I would think a third wheel is important as the ones that I have seen are heavy. The third wheel holds the balance of the weight so that your not having to lift the weight of the supers, and trolley engine


----------



## beebreeder (Nov 24, 2009)

I guess you are talking something like this, not made in the US however https://www.youtube.com/watch?v=mmzLD7RbsKM


----------



## sharpdog (Jun 6, 2012)

Yeah Beebreeder, thats basically it. With a 3hp gas engine, and without the telescoping feature. Its pretty tough to beat for the price, and cost to operate. The guy I used to work for in Manitoba still uses one and takes off around 300 drums of honey per year with it!


----------



## Ian (Jan 16, 2003)

who did you use to work for?


----------



## JustHoney (Feb 18, 2015)

Phil Veldhuis?

https://www.youtube.com/watch?v=mTkEw3MsC9U

3:40 into the clip shows the motodolly in action.


----------



## wildbranch2007 (Dec 3, 2008)

Rob Renneker said:


> I used to run Meyers ezy-loaders quite a bit years ago. .

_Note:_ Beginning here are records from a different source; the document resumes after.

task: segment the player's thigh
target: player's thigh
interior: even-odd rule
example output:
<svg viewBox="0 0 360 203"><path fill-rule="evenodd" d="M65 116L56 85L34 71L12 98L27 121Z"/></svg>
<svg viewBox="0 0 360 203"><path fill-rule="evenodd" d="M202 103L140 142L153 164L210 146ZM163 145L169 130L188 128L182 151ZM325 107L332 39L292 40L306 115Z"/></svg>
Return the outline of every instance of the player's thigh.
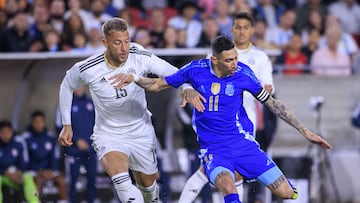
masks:
<svg viewBox="0 0 360 203"><path fill-rule="evenodd" d="M110 151L100 159L101 166L110 177L128 172L129 162L128 155L119 151Z"/></svg>
<svg viewBox="0 0 360 203"><path fill-rule="evenodd" d="M240 175L240 173L238 173L237 171L235 171L235 181L241 181L244 178L242 177L242 175Z"/></svg>
<svg viewBox="0 0 360 203"><path fill-rule="evenodd" d="M234 178L232 174L227 170L221 171L216 175L215 186L224 195L237 193Z"/></svg>
<svg viewBox="0 0 360 203"><path fill-rule="evenodd" d="M284 175L281 175L274 182L267 186L271 192L282 199L292 197L294 191Z"/></svg>

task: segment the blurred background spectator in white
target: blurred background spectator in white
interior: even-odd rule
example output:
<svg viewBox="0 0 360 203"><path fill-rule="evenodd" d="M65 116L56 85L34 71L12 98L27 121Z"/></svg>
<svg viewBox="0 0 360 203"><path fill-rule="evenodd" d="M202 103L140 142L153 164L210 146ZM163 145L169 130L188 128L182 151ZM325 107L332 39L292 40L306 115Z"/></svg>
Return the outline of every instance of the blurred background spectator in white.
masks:
<svg viewBox="0 0 360 203"><path fill-rule="evenodd" d="M297 33L300 33L309 26L308 19L313 10L318 10L322 18L325 18L327 14L327 7L322 4L322 0L307 0L296 8L296 16L298 18L296 19L295 30Z"/></svg>
<svg viewBox="0 0 360 203"><path fill-rule="evenodd" d="M215 19L211 16L207 17L203 21L203 31L201 32L201 36L196 47L210 48L212 41L220 34L221 33L219 32L219 27Z"/></svg>
<svg viewBox="0 0 360 203"><path fill-rule="evenodd" d="M64 0L53 0L50 4L50 25L61 34L64 30L64 14L65 2Z"/></svg>
<svg viewBox="0 0 360 203"><path fill-rule="evenodd" d="M231 34L232 18L229 15L229 3L227 0L218 0L214 18L220 33L233 39L233 35Z"/></svg>
<svg viewBox="0 0 360 203"><path fill-rule="evenodd" d="M162 9L155 8L151 10L150 23L151 45L154 48L163 48L165 46L164 30L166 24L165 14Z"/></svg>

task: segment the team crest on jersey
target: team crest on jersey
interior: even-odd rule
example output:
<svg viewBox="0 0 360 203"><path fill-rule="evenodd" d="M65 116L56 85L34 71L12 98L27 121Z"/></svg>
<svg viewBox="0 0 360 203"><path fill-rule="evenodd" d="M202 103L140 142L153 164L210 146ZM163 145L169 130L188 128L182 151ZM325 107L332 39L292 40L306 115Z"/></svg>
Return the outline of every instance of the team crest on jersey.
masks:
<svg viewBox="0 0 360 203"><path fill-rule="evenodd" d="M136 73L135 68L129 68L126 73Z"/></svg>
<svg viewBox="0 0 360 203"><path fill-rule="evenodd" d="M2 155L3 155L3 153L2 153L2 151L0 151L0 157L2 157Z"/></svg>
<svg viewBox="0 0 360 203"><path fill-rule="evenodd" d="M50 151L50 150L52 149L52 144L51 144L51 142L46 142L46 143L45 143L45 149L46 149L47 151Z"/></svg>
<svg viewBox="0 0 360 203"><path fill-rule="evenodd" d="M19 152L18 152L17 149L14 148L14 149L11 150L11 155L13 155L13 157L17 157L18 154L19 154Z"/></svg>
<svg viewBox="0 0 360 203"><path fill-rule="evenodd" d="M220 83L213 82L213 83L211 84L211 93L212 93L213 95L219 94L220 88L221 88Z"/></svg>
<svg viewBox="0 0 360 203"><path fill-rule="evenodd" d="M235 92L234 85L231 82L227 83L225 87L225 94L228 96L233 96L234 92Z"/></svg>

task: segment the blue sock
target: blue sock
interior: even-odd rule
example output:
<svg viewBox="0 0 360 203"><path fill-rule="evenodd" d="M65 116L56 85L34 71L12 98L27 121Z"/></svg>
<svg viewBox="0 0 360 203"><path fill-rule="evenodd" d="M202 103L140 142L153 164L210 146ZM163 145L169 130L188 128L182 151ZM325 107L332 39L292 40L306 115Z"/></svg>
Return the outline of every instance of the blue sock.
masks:
<svg viewBox="0 0 360 203"><path fill-rule="evenodd" d="M224 197L225 203L241 203L238 194L228 194Z"/></svg>

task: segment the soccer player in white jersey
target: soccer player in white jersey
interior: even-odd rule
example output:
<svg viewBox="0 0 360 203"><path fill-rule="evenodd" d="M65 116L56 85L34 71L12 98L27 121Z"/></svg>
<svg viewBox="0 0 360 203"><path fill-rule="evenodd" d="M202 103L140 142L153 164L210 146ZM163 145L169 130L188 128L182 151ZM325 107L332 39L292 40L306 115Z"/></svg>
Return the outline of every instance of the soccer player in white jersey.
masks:
<svg viewBox="0 0 360 203"><path fill-rule="evenodd" d="M261 86L271 94L274 93L274 83L272 77L272 64L266 53L250 42L254 33L255 22L252 16L248 13L239 13L234 16L234 22L231 32L234 36L234 44L238 53L238 60L248 65L259 79ZM253 123L253 131L255 135L256 130L256 108L255 98L249 93L244 92L243 105L245 111ZM204 185L208 183L202 166L187 180L184 189L181 192L179 203L193 202ZM241 176L237 176L235 183L236 189L239 193L240 199L243 196L243 180Z"/></svg>
<svg viewBox="0 0 360 203"><path fill-rule="evenodd" d="M121 202L158 202L156 139L145 92L136 84L115 89L110 80L118 73L167 76L178 69L131 43L123 19L112 18L102 29L106 51L76 63L61 83L59 104L64 127L59 142L64 146L73 144L72 92L88 85L95 106L92 147ZM131 182L129 168L137 187Z"/></svg>

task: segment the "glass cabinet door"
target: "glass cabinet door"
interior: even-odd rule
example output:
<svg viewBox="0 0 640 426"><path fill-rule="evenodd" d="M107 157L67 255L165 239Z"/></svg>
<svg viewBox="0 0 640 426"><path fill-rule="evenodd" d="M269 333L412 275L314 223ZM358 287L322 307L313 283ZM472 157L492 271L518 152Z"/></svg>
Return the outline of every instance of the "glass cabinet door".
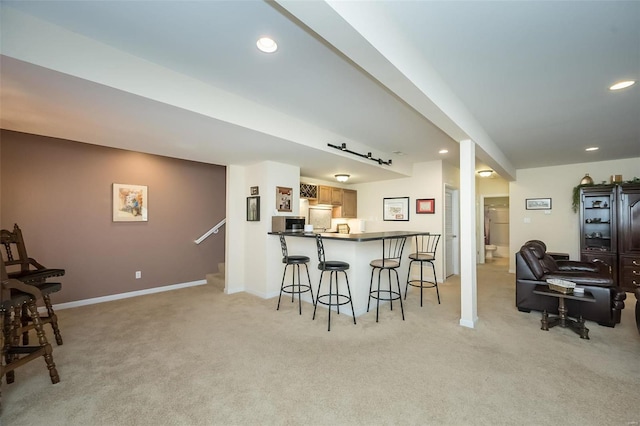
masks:
<svg viewBox="0 0 640 426"><path fill-rule="evenodd" d="M613 192L584 192L582 194L581 229L582 250L615 252L615 206Z"/></svg>

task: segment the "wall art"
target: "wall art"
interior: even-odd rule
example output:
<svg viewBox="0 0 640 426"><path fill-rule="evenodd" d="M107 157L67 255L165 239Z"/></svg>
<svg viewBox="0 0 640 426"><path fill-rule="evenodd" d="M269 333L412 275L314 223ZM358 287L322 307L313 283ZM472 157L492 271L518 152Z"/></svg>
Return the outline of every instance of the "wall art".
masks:
<svg viewBox="0 0 640 426"><path fill-rule="evenodd" d="M146 222L149 215L147 186L114 183L112 210L114 222Z"/></svg>

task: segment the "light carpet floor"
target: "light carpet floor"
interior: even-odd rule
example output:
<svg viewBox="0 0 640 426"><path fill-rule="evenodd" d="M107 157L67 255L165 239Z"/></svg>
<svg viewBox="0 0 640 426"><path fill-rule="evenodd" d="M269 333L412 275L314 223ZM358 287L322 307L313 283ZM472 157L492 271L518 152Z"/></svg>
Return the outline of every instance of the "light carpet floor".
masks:
<svg viewBox="0 0 640 426"><path fill-rule="evenodd" d="M2 425L637 425L640 334L627 300L591 340L540 330L504 263L478 269L475 329L460 283L358 318L212 285L59 311L44 361L2 384ZM53 339L51 339L53 341Z"/></svg>

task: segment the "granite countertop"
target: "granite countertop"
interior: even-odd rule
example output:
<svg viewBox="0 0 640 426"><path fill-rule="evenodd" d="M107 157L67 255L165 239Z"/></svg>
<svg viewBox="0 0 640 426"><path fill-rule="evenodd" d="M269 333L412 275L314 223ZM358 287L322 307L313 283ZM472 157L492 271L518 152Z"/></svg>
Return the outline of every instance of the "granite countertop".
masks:
<svg viewBox="0 0 640 426"><path fill-rule="evenodd" d="M315 238L317 234L326 240L341 241L376 241L395 237L413 237L415 235L428 234L423 231L387 231L387 232L360 232L357 234L339 234L337 232L269 232L269 235L286 235L287 237Z"/></svg>

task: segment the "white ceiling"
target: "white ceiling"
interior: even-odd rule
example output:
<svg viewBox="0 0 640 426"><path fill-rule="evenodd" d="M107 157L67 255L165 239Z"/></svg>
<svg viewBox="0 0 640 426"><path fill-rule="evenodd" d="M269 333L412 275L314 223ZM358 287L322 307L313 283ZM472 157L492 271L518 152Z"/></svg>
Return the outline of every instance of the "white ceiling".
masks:
<svg viewBox="0 0 640 426"><path fill-rule="evenodd" d="M3 0L1 24L5 129L352 182L465 138L507 179L640 157L640 85L607 89L640 79L640 2Z"/></svg>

I have one sitting in the back yard, used it for a while, I had two problems with it. The biggest problem was the handles are at a height designed for a short person, so I was always bent over all day, ended up easier on my back to just carry them. The other was the gearing on the beast for reverse was designed for a race horse, It came back so fast I was always running backwards trying not to be run over.  both problems could be fixed but I never got around to it. now where is the icon for a round to it.


----------



## James Kellie (Oct 30, 2010)

Ran the ezy loader for years. We loaded honey supers with it when pulling honey, Had 2 we used for loading bees in Mississpi on to semis to head back to Kansas and South Dakota. It also had a barrel attachment that we could load barrels of honey up the ramp in to semi vans. A H Meyers made them. They no longer do but still have a few parts for them yet.


----------